Clean it Up, Clean it Out
You will be amazed by how new feeling a thoroughly cleaned, de-cluttered, and re-organized kitchen can feel. Take everything down. Pull everything out of the cabinets and pantry and sort through it. Here’s a quick tip for deciding what you should keep: if you haven’t used it in the last twelve months? It can go. If it is particularly sentimental, you can move it into storage, but for the most part, get it out of the house. Give that stuff to friends, donate it to your local charity thrift or rummage shop or even sell it online for some extra cash. Just get it out.
This same basic philosophy can apply to your pantry, too. Throw out (or compost) anything that is wilted, rotting or expired. Look at what you have left. Which foods do you eat regularly? Do you need to keep such a large backstock on hand? Why not give a bunch of your surplus (if you have any) to your local food bank? You’ll clear up space and help those who need it.
Surface Level Fixes
When you moved in, you loved the dark cherry wood of your cabinetry and flooring but now it just feels oppressive and you want to brighten the place up. Before you rip things out, why not try painting? Painting your cabinets and re-staining your floors is a project you can do yourself over the course of a week (or less, if you’re dedicated). You might even want to paint your walls and ceiling.
In addition to repainting the space, small superficial-seeming fixes can go a long way, too. For example, why not switch out your current cabinet handles and drawer pulls to newer models? Heck, you can even make your own pulls yourself in an hour or so.
You’ve cleaned, you’ve decluttered, you’ve redecorated and it still just doesn’t feel the way you want it to feel. Now it’s time to step up your game. This is the stage where projects like cabinet and countertop replacement and new flooring come into play.
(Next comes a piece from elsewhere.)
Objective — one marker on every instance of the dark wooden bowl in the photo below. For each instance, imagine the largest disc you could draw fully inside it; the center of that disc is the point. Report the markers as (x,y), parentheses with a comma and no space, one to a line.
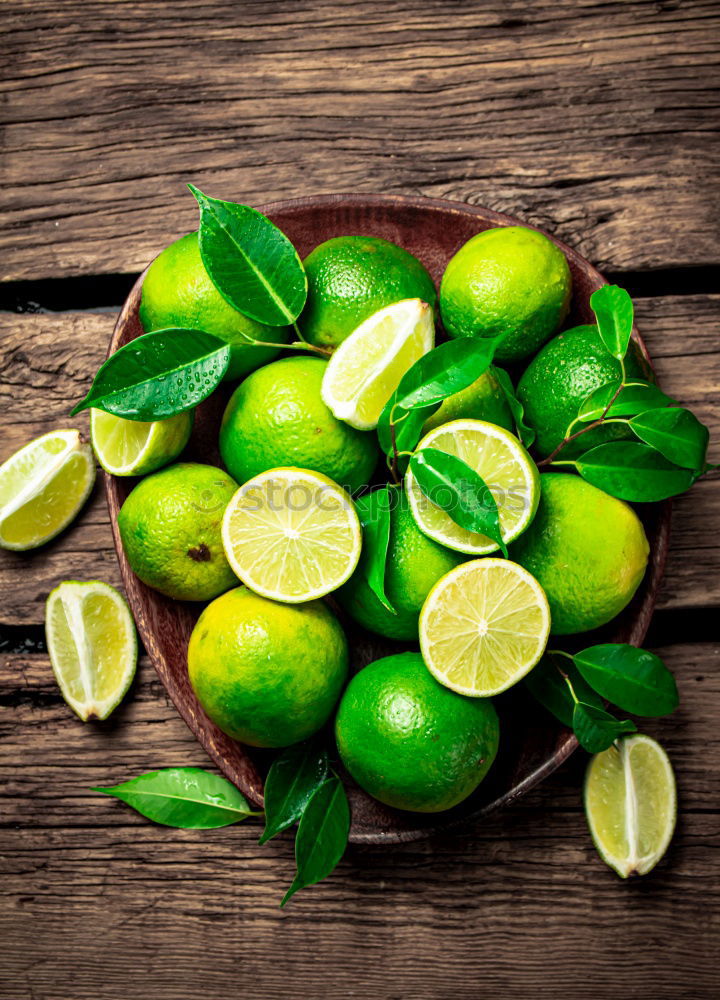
(533,745)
This is when, for most people, changing the kitchen stops being a DiY project. Sure if you are handy and have construction experience you can do the work yourself. For most people, though, professional hands and eyes are needed. The best way to manage this particular project, says Gilman’s Kitchens and Baths–a company that specializes in designing and building the kitchen cabinets San Francisco residents and business owners prefer–is to work with a “one stop shop”-crew setup. That way, you aren’t spending most of your time trying to streamline communication between designers, contractors, construction crews, etc.
Totally renovating and remodeling a kitchen is a huge project. It is bigger than any other kind of home renovation project and often takes longer to complete. This is why it is last on our list of steps for breathing new life into your kitchen space. This isn’t meant to discourage you! In many cases, renovating a kitchen can make an entire house feel brand new! Still, it is important to know what you’re getting into.
The first thing you need to do when you decide to renovate your kitchen is to call a contractor. A professional contractor can walk through the space with you and tell you what you can and cannot do with your house’s current “bones.” This is information that your designer is going to need before he or she can come up with a new plan for your space. This is also information that you need to help you figure out just how extensive your current budget will allow your renovation to be. Once you have those numbers, you can hire your designer, come up with a plan and hire contractor and crew who will put that plan into action. Be prepared for the process to take a few months, minimum.
Remember: there are a lot of ways to breathe new life into your home’s kitchen. Work your way through these steps. You might be surprised by how quickly you can create a new kitchen you love!